Candyman (2021) Story Analysis

Candyman (2021) is a supernatural horror film directed by Nia DaCosta and written by Jordan Peele, Win Rosenfeld, and DaCosta. The film is a direct sequel to the 1992 film of the same name and the fourth film in the Candyman film series, based on the short story “The Forbidden” by Clive Barker.

S P O I L E R S 

While the basic premise is still the same as the original 1992 movie – i.e. Candyman is a supernatural monster with a hook instead of a right hand and a skeletal body held together by bees – there is little doubt that Candyman (2021) takes place in contemporary USA. Thus, instead of a white woman as a protagonist who inadvertently summons the monster, we have a black man (Anthony McCoy, played by Yahya Abdul-Mateen II) whom we later learn, has a deep and direct connection to the original movie. 


The plot in that sense is quite similar to James Wan’s Malignant in that the protagonist in Candyman (2021) is unaware that he is responsible for the death and mayhem happening around him. In addition, the backstory of Candyman is expanded in this movie to include other iterations of the villain, who all share a horrific death at the hands of racists. 

Candyman (2021) Story Analysis

What is also different here is that Candyman’s motivations go beyond the need to strike terror as a bogeyman but there is a sense of racial justice being inflicted on oppressors in Candyman being re-summoned in modern times. There is a sense of inevitability about McCoy’s ultimate fate as he joins the ranks of the Candymen (?) even as Tony Todd reprises his career-defining role at the very end of Candyman (2021). 
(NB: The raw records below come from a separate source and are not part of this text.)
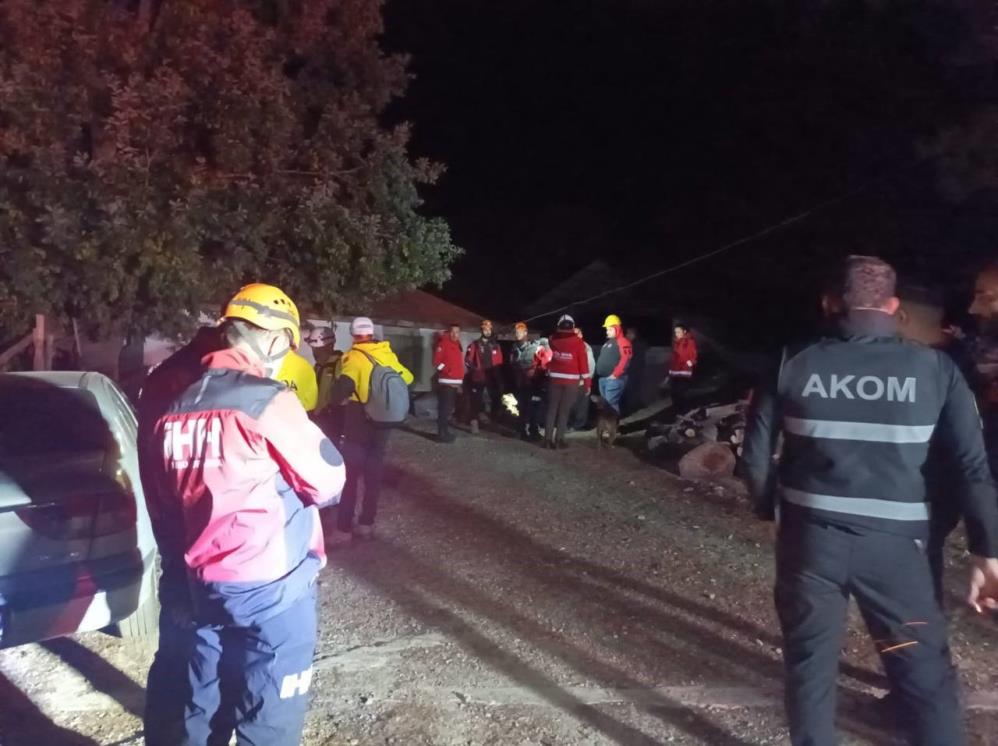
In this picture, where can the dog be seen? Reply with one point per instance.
(607, 423)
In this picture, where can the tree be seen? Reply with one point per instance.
(156, 155)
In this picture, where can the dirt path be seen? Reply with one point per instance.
(517, 596)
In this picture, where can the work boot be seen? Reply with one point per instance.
(338, 539)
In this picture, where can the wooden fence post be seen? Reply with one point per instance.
(39, 343)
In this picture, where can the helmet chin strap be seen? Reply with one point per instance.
(270, 362)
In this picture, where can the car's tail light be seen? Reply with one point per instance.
(117, 507)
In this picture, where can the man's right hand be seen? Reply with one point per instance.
(983, 583)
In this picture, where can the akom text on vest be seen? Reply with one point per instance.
(868, 388)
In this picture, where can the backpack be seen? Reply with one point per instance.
(388, 395)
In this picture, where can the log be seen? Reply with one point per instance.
(707, 461)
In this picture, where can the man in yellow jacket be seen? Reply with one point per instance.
(364, 443)
(298, 375)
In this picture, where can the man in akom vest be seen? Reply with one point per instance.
(857, 411)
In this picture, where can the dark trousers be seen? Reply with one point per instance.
(579, 416)
(364, 449)
(168, 691)
(945, 518)
(819, 566)
(446, 401)
(529, 398)
(679, 391)
(560, 401)
(253, 680)
(493, 384)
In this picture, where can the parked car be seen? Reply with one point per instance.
(76, 546)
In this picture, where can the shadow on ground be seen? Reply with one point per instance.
(662, 625)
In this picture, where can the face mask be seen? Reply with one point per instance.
(273, 365)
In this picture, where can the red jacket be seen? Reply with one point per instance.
(569, 360)
(247, 469)
(684, 357)
(481, 356)
(448, 360)
(614, 356)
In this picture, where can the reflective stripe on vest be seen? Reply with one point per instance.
(862, 506)
(870, 432)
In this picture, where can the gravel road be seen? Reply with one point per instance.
(519, 596)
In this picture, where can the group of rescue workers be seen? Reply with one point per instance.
(546, 383)
(882, 454)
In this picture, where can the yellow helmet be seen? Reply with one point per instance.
(267, 307)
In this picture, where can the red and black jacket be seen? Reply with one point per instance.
(615, 356)
(483, 354)
(238, 472)
(448, 361)
(569, 360)
(684, 357)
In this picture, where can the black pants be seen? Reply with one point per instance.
(364, 449)
(493, 384)
(679, 390)
(560, 401)
(253, 680)
(579, 416)
(945, 518)
(446, 401)
(819, 566)
(529, 399)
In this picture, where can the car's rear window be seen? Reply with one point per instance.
(37, 418)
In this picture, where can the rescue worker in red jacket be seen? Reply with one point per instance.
(484, 362)
(682, 366)
(566, 374)
(167, 692)
(448, 361)
(613, 362)
(238, 473)
(528, 360)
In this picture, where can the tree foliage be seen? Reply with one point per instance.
(156, 155)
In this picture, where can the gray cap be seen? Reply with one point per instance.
(867, 282)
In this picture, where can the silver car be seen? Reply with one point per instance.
(76, 547)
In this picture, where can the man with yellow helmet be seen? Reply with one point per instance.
(235, 475)
(613, 362)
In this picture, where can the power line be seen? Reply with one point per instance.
(799, 217)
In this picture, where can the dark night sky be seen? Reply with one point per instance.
(645, 132)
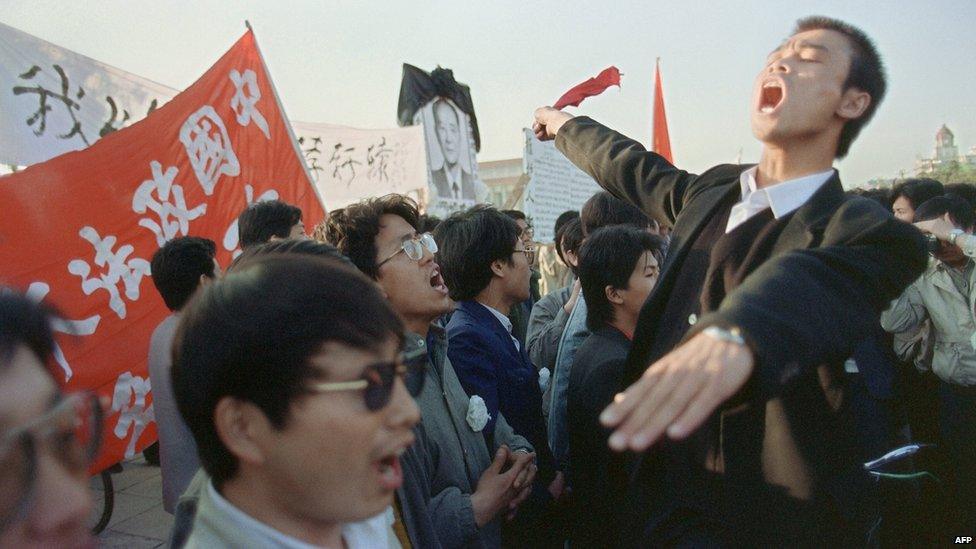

With Candyman (2021) the racial justice undertones that existed in the original movie have been amped up. Rightly so, we believe. After all, Candyman’s origin is tied up with a racially-motivated murder and thus, that distinct element cannot be overlooked. Certainly, by the film’s denouement, there is a sense that this is only the beginning for Candyman, and presumably if the movie is successful, one can imagine that a new Candyman horror franchise must be on the cards.